Two questions raised by a Seven-On-Your-Side report last week are about to be answered.
They both involve how you can, or should, be treated by your insurance company.
John Vaughn has found a new insurer. But he still wants to know what his former insurance company has to say about the way their relationship ended.
Last week Vaughn shared with us how a $3,100.00 claim on his home owner's insurance caused a massive spike in his premium.
"I was expecting a rate increase of ten, fifteen percent.

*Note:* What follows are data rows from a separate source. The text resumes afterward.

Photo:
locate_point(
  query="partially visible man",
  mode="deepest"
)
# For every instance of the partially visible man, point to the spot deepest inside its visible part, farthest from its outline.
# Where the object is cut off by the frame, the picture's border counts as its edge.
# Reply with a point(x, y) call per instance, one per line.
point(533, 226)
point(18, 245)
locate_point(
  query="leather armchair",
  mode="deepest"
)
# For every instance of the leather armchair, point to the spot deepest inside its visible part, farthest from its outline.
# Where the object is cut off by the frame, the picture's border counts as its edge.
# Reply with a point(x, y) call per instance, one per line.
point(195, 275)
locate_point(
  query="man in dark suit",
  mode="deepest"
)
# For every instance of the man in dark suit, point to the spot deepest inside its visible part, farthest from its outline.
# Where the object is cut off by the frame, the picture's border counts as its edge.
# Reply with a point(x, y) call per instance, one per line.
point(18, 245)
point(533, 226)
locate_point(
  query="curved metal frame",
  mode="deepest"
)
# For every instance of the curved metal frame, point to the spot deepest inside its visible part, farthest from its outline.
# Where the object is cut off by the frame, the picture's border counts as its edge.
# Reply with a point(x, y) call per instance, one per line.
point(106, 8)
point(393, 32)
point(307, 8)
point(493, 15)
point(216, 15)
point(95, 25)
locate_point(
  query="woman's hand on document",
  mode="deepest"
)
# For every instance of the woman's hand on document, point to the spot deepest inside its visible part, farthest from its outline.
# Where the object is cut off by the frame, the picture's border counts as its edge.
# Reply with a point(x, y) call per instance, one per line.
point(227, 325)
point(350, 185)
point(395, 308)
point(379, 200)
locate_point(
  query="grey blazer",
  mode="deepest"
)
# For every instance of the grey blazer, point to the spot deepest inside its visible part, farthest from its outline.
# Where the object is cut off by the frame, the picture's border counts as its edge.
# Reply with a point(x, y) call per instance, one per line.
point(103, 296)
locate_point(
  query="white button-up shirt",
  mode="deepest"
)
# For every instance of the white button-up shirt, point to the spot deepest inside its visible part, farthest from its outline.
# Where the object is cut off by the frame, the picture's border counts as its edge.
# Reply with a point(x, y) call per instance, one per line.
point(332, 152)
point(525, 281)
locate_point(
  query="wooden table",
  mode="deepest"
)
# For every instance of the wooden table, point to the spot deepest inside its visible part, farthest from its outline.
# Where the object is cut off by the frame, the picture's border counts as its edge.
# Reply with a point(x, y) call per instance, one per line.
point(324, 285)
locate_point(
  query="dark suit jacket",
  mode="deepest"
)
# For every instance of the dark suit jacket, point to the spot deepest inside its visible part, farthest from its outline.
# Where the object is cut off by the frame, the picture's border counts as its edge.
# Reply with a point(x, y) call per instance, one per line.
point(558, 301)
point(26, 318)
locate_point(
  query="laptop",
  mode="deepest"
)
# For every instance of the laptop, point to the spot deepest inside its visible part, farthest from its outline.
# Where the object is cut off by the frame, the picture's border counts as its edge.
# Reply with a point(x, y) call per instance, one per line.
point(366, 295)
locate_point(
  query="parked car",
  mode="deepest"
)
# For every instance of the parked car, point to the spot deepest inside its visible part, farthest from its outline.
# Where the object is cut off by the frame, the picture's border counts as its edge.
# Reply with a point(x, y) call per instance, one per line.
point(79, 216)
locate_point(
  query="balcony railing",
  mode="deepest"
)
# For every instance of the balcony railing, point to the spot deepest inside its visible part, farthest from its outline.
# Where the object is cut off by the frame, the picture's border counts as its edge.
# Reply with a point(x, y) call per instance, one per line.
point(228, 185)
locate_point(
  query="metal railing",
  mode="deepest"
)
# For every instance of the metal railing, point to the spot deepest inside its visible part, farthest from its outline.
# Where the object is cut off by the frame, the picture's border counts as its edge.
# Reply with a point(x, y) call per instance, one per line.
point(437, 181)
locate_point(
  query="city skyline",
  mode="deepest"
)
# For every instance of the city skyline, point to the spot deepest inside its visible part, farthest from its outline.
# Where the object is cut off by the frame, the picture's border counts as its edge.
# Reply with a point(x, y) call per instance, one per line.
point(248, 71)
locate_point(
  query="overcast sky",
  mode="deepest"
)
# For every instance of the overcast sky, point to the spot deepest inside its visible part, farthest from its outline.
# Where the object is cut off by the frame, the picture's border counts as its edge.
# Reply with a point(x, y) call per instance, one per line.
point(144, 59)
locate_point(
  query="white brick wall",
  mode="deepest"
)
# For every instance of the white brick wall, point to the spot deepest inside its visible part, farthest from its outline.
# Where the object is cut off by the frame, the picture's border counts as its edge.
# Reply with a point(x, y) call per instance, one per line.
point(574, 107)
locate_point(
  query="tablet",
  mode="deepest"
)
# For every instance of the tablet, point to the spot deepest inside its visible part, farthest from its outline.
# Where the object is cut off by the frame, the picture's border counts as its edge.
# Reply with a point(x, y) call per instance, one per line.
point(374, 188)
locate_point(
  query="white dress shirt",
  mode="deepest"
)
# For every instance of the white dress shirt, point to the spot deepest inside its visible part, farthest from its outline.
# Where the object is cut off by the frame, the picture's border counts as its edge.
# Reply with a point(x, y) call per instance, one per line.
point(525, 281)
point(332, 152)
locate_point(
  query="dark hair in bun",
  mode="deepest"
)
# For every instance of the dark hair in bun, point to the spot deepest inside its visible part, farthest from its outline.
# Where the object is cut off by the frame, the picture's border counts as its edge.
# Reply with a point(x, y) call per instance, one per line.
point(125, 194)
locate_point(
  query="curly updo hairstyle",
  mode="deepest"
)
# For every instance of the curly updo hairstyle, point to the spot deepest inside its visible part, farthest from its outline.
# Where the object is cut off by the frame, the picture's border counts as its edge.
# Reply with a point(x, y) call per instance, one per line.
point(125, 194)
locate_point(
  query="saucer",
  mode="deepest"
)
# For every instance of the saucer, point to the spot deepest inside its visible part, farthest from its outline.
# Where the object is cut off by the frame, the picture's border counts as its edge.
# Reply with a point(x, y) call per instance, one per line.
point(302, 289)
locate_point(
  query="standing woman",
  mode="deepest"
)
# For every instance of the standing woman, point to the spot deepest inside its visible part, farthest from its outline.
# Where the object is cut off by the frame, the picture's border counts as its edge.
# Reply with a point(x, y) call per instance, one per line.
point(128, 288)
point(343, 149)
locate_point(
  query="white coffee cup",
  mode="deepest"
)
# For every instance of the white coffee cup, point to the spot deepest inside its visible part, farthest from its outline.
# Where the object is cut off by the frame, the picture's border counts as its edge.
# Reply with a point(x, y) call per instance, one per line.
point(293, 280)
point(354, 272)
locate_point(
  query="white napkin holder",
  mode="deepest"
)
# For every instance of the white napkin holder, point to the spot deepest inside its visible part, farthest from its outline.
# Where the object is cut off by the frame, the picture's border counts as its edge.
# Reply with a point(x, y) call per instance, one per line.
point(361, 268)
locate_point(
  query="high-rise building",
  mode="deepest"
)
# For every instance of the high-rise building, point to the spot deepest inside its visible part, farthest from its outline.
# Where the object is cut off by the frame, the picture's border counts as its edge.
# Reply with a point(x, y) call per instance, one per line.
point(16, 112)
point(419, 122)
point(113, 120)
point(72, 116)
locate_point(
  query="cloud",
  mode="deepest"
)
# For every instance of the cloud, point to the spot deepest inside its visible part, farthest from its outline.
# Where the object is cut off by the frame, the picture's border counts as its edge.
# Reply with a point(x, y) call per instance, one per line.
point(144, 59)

Yeah," says Vaughn.
"What did you get?"
"308 percent rate increase," says Vaughn.
"And did you get any advance notice?"
"No," says Vaughn. "None at all."
Vaughn's annual premium jumped from $2,000.00 a year to over $8,000.00.
No advance notice on a 300 percent rate increase? We asked the Arkansas Insurance Department if an insurance company is required to give a customer notice prior to a rate increase.
Arkansas law requires that "...the insurer shall give either a written notice of no-renewal or an offer of renewal at least thirty (30) days prior to the expiration of the policy's existing term."
Because Vaughn says that didn't happen the Arkansas Insurance Department is investigating Progressive Insurance in regards to this situation.
So the department can't comment on Vaughn's complaint.
But we asked another general question: Can a company raise your premium as much as it wants or is there a cap on annual increases?
We're told there is no statute relating to caps, but companies generally limit increases in order to avoid complaints and the disapproval of a rate filing.
We are waiting to hear back from Progressive. If or when we get a response we will add it.